I was so enormously grateful to have my book selected for the One Book One New Orleans honor. I’m especially heartened and inspired by the organization’s goal of putting books in the hands of those who might not otherwise have access to certain texts, including but not limited to ESL learners, students from low-income backgrounds, and people who are incarcerated. In my own life, poetry has helped me to cultivate an artistic, intellectual, and political community. Whether it be a writing workshop alongside men serving life sentences that pushes me to consider poetry as a reclamation of agency, a spoken-word workshop with high school students that further illuminates what it means to give young people a space to make sense of the world, or a lecture on craft at a university that rejects the false division between poetry for “the page” and poetry for “the stage,” I’ve always found that poetry has served as a catalyst for dialogue that pushes my thinking in new directions.
You were born and raised in New Orleans. How has that informed your poetry?
New Orleans raised me and made me who I am. I was a senior in high school when Hurricane Katrina hit the city and finished school living with my aunt and uncle in Houston, TX. It was that experience, I think, that made me more fully appreciate New Orleans and helped me to understand how deeply the city was in my bones. It was a you don’t know what you’ve got until it’s gone sort of thing.
I didn’t begin writing seriously until college, and after I graduated, I lived in Johannesburg, DC, and Cambridge, so I never was a part of the New Orleans poetry scene in the traditional sense, but the literary tradition of the city is something I’ve carried with me wherever I’ve gone. The city is the thread the ties together so much of my work in this first collection.
You’re a 2014 Poetry Slam Champ, and you’re also pursuing your doctorate at Harvard. Often in the poetry world, there is a division between academic and performance poetry. What challenges, if any, have you faced in navigating these spaces? Do you see yourself as a particular type of poet?
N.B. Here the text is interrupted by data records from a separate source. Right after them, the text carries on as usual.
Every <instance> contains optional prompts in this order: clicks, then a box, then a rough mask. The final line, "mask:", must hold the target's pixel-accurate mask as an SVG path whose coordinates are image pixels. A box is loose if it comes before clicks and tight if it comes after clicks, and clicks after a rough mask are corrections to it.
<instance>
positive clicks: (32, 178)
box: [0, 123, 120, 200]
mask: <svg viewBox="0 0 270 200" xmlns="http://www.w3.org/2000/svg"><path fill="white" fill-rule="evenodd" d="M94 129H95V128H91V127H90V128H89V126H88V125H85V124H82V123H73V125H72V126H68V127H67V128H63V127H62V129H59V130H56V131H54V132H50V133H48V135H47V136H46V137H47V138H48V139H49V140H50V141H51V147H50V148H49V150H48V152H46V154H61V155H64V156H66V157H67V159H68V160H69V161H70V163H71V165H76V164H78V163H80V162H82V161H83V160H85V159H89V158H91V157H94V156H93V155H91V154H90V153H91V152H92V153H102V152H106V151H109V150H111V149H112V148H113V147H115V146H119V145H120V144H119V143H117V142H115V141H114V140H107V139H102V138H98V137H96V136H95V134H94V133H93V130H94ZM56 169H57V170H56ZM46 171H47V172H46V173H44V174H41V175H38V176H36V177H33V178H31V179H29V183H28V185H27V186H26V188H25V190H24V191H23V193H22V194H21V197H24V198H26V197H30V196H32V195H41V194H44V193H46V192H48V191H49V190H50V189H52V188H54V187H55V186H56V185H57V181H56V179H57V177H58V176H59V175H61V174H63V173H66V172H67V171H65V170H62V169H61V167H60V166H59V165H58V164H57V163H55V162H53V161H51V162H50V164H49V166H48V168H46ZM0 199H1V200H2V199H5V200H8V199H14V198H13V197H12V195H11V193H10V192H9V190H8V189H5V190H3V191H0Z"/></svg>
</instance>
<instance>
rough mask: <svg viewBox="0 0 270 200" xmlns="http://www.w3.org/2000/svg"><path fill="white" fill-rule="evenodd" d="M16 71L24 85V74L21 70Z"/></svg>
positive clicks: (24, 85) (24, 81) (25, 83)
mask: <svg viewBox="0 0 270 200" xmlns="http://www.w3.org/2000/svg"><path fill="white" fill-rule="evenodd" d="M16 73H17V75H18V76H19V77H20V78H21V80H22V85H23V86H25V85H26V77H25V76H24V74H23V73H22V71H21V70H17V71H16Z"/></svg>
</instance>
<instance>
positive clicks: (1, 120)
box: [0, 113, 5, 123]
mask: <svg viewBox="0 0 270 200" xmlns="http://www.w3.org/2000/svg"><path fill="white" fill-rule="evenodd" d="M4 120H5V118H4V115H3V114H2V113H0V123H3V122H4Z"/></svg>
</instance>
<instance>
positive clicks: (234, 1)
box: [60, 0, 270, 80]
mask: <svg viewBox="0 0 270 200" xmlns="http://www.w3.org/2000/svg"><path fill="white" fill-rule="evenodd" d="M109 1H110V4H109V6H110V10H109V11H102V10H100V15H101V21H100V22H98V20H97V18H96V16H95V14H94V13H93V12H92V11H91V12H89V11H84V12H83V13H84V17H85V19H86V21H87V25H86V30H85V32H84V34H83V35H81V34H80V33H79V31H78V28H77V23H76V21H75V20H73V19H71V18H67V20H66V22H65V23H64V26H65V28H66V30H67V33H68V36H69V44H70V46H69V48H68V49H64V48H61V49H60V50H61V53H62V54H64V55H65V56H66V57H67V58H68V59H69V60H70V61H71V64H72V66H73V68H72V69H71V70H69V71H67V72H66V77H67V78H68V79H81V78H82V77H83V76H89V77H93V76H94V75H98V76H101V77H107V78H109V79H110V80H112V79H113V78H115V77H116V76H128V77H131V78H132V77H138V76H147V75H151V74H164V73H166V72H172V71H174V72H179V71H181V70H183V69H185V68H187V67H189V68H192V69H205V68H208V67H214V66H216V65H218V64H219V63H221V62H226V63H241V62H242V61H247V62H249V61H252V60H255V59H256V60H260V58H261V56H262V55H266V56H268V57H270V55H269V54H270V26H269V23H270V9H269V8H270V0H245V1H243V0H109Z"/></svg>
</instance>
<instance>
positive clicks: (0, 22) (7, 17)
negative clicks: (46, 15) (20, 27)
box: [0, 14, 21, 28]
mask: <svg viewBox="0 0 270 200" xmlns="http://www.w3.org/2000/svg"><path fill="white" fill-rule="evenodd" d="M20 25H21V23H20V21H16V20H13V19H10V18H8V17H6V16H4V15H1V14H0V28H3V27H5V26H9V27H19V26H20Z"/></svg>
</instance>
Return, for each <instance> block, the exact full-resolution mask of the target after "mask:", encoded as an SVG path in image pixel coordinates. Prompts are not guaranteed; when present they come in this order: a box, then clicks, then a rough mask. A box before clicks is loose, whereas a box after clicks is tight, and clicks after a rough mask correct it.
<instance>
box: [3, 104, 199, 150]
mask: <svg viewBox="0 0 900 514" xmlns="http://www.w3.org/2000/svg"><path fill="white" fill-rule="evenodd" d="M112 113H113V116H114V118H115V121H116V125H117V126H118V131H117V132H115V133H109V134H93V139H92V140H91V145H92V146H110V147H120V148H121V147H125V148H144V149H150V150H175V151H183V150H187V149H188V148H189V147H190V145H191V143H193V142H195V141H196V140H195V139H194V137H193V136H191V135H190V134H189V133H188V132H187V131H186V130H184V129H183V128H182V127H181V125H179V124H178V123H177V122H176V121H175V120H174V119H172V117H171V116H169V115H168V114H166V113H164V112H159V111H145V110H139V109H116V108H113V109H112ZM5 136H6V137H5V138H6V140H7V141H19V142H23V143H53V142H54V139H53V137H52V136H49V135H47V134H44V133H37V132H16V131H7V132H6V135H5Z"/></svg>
Those two parts of who I am aren’t at all in tension with one another; they’re an extension of the same scholarly and political project. There is nothing inherently better about publishing something in a peer-reviewed academic journal in Cambridge than there is about performing a poem at an open mic in DC. The fact that people think there is a material difference reflects deeply internalized assumptions about what constitutes a legitimate intellectual production, which is often laden with racism and classism. In much of my work, whether as a poet or a scholar, I’m tackling some of the same questions, simply in different ways.
You’ve described yourself as an incarceration scholar. What led you to justice reform work? How does your writing contribute to reimagining the penal system?
I don’t know that people fully appreciate how profoundly unjust the Louisiana prison system is. Louisiana’s incarceration rate is five times Iran’s, 13 times China’s and 20 times Germany’s. I mean, that’s astonishing. Those numbers disproportionately impact black people in the city, so of course as a young black man growing up there it shaped the way I understood myself in relation to the criminal justice system. My research now is specifically about children who were sentenced to life without the possibility of parole, which is a phenomenon that the United States is alone in allowing. I don’t think we’ve done enough in this country to wrestle with the question of what it means to put someone in a cage for the rest of their lives. Is that aligned with the notions of justice that we espouse? Mass incarceration won’t be solved simply by releasing non-violent drug offenders. We have to ask ourselves how we think about those who commit violent crimes, in part, because they grow up in communities saturated in violence. That’s a much more difficult, perhaps more important, question we have to answer for ourselves.
What advice would you offer emerging poets?
I’m sure they already know this, but I’d say read as much as you can. Read across genre and across discipline. Inspiration is everywhere. You just have to be proactive in searching it out.